Keywords
COVID-19 - vulvar lesion - viral swab - vertical transmission - personal protective equipment
We present a case of a pregnant woman with simultaneous upper respiratory symptoms and vulvovaginitis. She was found to have a vulvar lesion positive for COVID-19 by viral swab. While current research suggests that COVID-19 viral antigen is not found in vaginal secretions,[1]
[2] other lower genital tract shedding or manifestations may have clinical implications for obstetrician-gynecologists.
The patient, a 26-year-old G3P1011 at 31 weeks' gestation with a history of chronic hypertension, presented to a routine prenatal visit. She reported recent history of cough, fatigue, myalgias, anosmia, and ageusia. She denied fevers or sick contacts. Despite these symptoms, she was most bothered by vulvovaginitis, reporting vulvar pruritis and burning. On physical examination, she was found to have normal vital signs, cardiopulmonary examination, fundal height, and fetal heart tones. On chaperoned pelvic examination, a 3-mm ulceration in the right posterior fourchette of the vaginal introitus was noted, and a viral swab was performed to be sent for herpes simplex virus (HSV) viral polymerase chain reaction (PCR) testing. She was also diagnosed with a candida yeast infection of the vulva and prescribed fluconazole. Given her other reported symptoms, a severe acute respiratory syndrome coronavirus 2 (SARS-CoV-2) nasopharyngeal test was also ordered, and the patient was instructed to have the test performed at an offsite outpatient testing site specifically designated for this purpose.

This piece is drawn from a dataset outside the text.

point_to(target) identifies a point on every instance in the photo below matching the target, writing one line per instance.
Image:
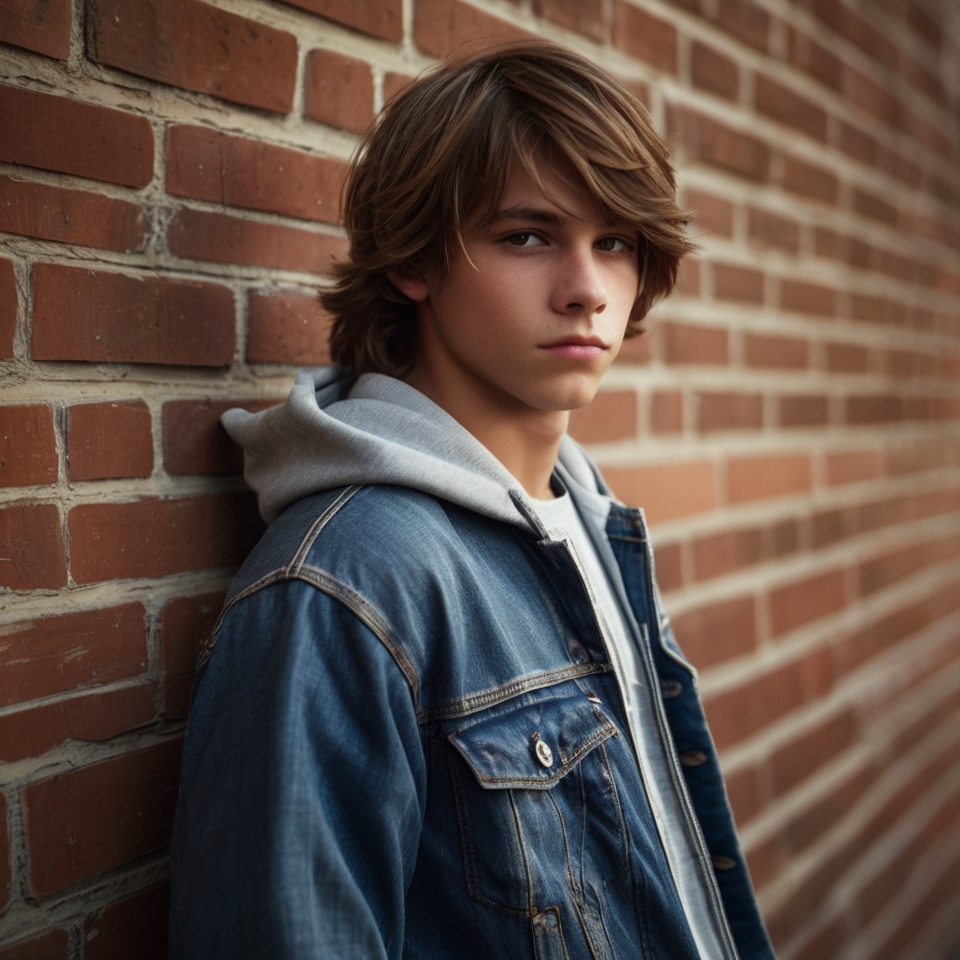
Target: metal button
(544, 753)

Results returned 3 days later. The RT-PCR testing, specifically Roche Diagnostics'cobas SARS-CoV-2 Test run on the cobas 8800 System, resulted as negative for SARS-CoV-2 RNA but positive for Pan-SARS RNA, a less specific but more sensitive assay within the dual target test. The processing laboratory clarified that this should be treated as a presumptive positive test for SARS-CoV-2. The patient was contacted, but she reported that she had not yet gone for outpatient nasopharyngeal testing. At this time, it was discovered that the viral swab from the vulvar lesion had been inadvertently labeled as a nasopharyngeal swab and sent for SARS-CoV-2 testing rather than HSV testing.

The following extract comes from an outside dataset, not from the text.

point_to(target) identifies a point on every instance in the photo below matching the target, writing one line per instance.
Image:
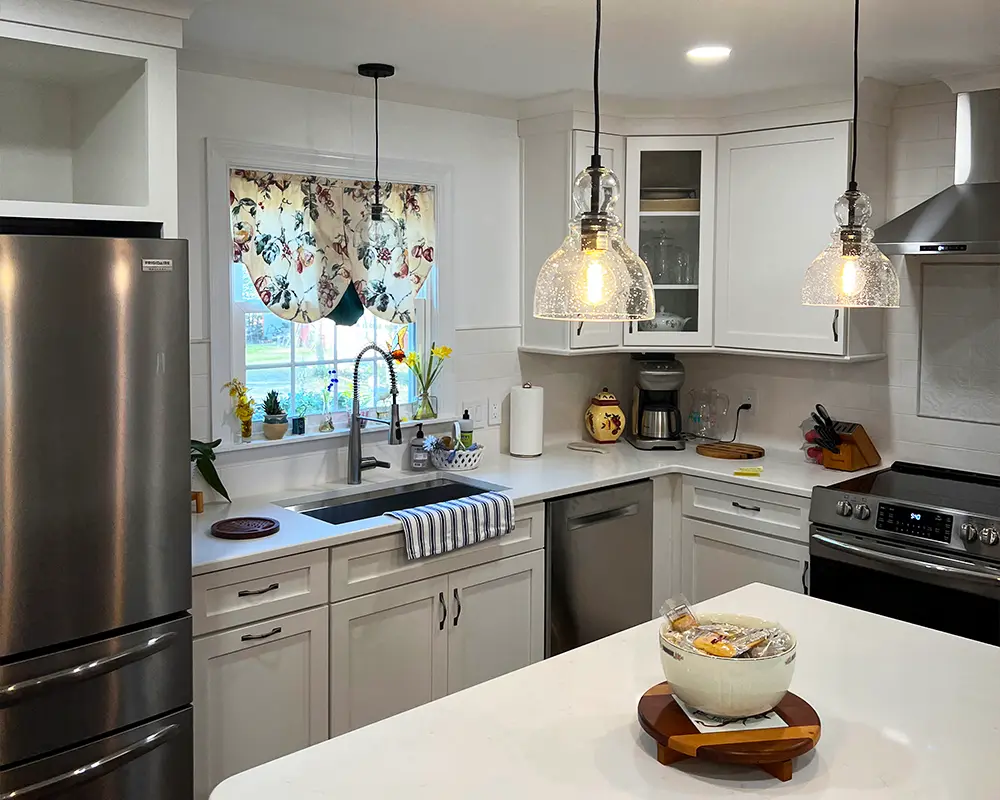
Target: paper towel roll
(527, 407)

The patient was contacted and immediately informed of the error. Isolation precautions were reviewed, and she agreed to present to the clinic the next day with appropriate infection prevention precautions in place for a nasopharyngeal swab and repeat HSV swab of the vulvar lesion. The vulvar lesion specimen returned negative for HSV-1 and HSV-2. However, her nasopharyngeal swab, which was processed using the same Roche cobas dual target assay and 8800 system, returned positive for SARS-CoV-2 RNA and Pan-SARS RNA.
Given these results and her symptoms at the time of testing, the patient was instructed to self-isolate and had a telemedicine follow-up appointment in 1 week. At that time, she reported resolution of her COVID-19 and vulvar symptoms. A follow-up pelvic examination was then performed 25 days after the vulvar lesion was initially noted. During that appointment, the vulvar lesion was no longer present, and the patient continued to report resolution of her COVID-19 and vulvar symptoms.

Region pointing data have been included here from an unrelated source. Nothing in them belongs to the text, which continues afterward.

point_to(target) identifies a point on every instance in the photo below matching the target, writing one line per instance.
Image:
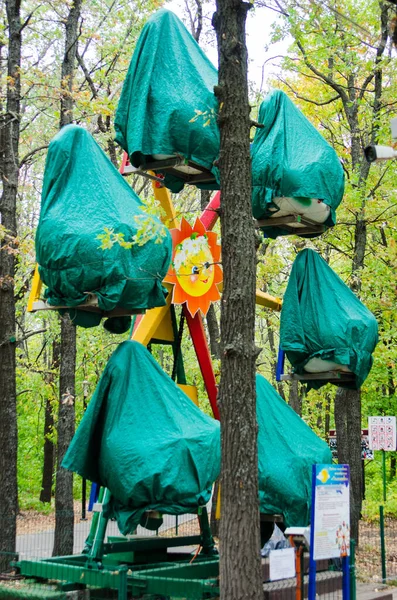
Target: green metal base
(138, 565)
(197, 580)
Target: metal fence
(376, 555)
(35, 540)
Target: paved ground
(372, 591)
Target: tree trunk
(9, 166)
(48, 462)
(240, 564)
(348, 431)
(49, 447)
(64, 514)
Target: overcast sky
(258, 33)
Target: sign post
(382, 436)
(330, 522)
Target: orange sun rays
(191, 247)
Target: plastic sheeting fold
(322, 318)
(145, 440)
(83, 193)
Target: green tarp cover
(322, 318)
(167, 105)
(145, 440)
(291, 158)
(287, 449)
(83, 193)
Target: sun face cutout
(195, 269)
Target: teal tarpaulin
(322, 319)
(145, 440)
(287, 449)
(83, 194)
(290, 158)
(167, 105)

This patient represents the first reported case of SARS-CoV-2 viral shedding detected in a vulvar lesion. As nonrespiratory manifestations of COVID-19 are being reported such as chilblain-like lesions found on fingers and toes of patients with this disease,[3] patients with COVID-19 may have vulvovaginitis as a dermatologic manifestation of their disease, with unknown viral shedding in these lesions. It is unclear, however, if this lesion was caused by COVID-19, or rather if viral shedding is occurring in mucus membrane fissures of any origin and that the origin of the lesion was from another cause. Whatever the primary etiology, the detectability of SARS RNA in a vulvar lesion may have implications for health care workers' exposure to SARS-CoV-2 during pelvic examinations and/or vaginal deliveries. Knowing the virus is detectable in the lower genital tract, providers may consider the use of certain personal protective equipment during obstetric or gynecologic examinations. This consideration is of even greater significance given the presence of asymptomatic disease in patients and close contact during essential aspects of these physical examinations.[4]
[5]
[6]
Finally, while vertical transmission of COVID-19 to fetuses and newborns has not been definitively shown,[7]
[8]
[9] the presence of detectable virus in the lower genital tract should prompt continued studies into this possibility. This may have significance in a variety of obstetric scenarios (e.g., prolonged rupture of membranes and prolonged second stage of labor).
By highlighting this case, we wish to alert physicians to this phenomenon and these resulting considerations.